Stars Jeff Bridges, Matt Damon, Barry Pepper, and 14 year Hailee Steinfeld, as well as writers-directors Joel and Ethan Coen celebrated the film’s big successes with the Critics Choice Awards and lots of other kudos from the likes of Robert DeNiro and Grace Hightower, Holly Hunter, Owen Wilson, Marcia Gay Harden, John Legend, DA Pennebaker and Chris Hegedus, Al Maysles, Parker Posey, director Stephen Daldry, Paul Haggis, Joe Morton, a very pregnant Gretchen Mol with director husband Tod Williams, the eternal Sylvia Miles, Joe Pantoliano, Jill Hennessey, Carla Gugino, Lorne Michaels, comic Bill Hader, and Jena Malone.

Whew!

Jeff Bridges told me he’s finished the basic tracks for the album this column announced a few weeks ago. Produced by T Bone Burnett, with lots of guest stars, it should come out  on Blue Note Records early next spring.

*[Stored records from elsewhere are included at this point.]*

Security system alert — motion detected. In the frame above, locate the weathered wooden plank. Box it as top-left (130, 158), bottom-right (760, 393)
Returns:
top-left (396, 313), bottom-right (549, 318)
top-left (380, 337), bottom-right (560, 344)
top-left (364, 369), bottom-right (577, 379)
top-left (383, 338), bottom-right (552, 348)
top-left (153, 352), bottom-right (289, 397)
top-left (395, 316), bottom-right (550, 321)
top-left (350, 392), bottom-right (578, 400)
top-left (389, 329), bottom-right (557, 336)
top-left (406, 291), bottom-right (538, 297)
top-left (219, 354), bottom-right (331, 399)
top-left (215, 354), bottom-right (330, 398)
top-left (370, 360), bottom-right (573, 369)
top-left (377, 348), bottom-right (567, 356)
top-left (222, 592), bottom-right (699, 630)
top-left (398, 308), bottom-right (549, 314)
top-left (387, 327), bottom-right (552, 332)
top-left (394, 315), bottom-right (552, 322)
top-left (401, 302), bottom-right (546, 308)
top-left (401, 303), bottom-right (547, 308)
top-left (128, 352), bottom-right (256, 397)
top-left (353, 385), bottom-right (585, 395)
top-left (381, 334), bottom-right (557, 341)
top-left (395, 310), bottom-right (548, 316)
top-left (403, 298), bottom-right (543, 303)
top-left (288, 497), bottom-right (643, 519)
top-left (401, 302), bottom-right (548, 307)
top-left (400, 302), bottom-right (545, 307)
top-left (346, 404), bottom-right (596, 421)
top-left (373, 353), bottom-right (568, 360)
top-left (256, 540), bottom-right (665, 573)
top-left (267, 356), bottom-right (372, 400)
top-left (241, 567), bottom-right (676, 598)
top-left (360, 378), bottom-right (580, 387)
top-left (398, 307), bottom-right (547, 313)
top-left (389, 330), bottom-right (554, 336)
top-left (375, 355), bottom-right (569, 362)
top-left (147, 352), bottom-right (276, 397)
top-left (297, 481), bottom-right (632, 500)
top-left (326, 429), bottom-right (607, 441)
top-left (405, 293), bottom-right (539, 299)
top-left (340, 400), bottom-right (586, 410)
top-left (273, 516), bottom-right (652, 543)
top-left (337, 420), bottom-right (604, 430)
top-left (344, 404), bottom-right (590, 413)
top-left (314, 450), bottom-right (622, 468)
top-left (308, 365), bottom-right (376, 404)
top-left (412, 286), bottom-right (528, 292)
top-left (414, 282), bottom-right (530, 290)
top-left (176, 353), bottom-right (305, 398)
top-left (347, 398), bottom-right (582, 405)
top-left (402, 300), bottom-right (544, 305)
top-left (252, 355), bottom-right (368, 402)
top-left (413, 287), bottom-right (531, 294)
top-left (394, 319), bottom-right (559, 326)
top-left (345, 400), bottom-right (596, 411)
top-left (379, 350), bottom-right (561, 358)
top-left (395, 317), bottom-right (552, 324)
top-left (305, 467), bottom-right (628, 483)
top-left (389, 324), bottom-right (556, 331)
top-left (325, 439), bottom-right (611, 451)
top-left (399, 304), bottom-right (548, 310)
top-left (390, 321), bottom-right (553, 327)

For a while, Jeff huddled at the Four Seasons with Owen Wilson and Joel Coen. Meantime Paramount heavyweights Brad Grey and Phillippe Dauman are pretty pleased they’ve got two hats in the Oscar ring–“True Grit” and “The Fighter.”

Tonight, Paramount and Universal share the spotlight on “Little Fockers,” set to be the big commercial movie of the Christmas season.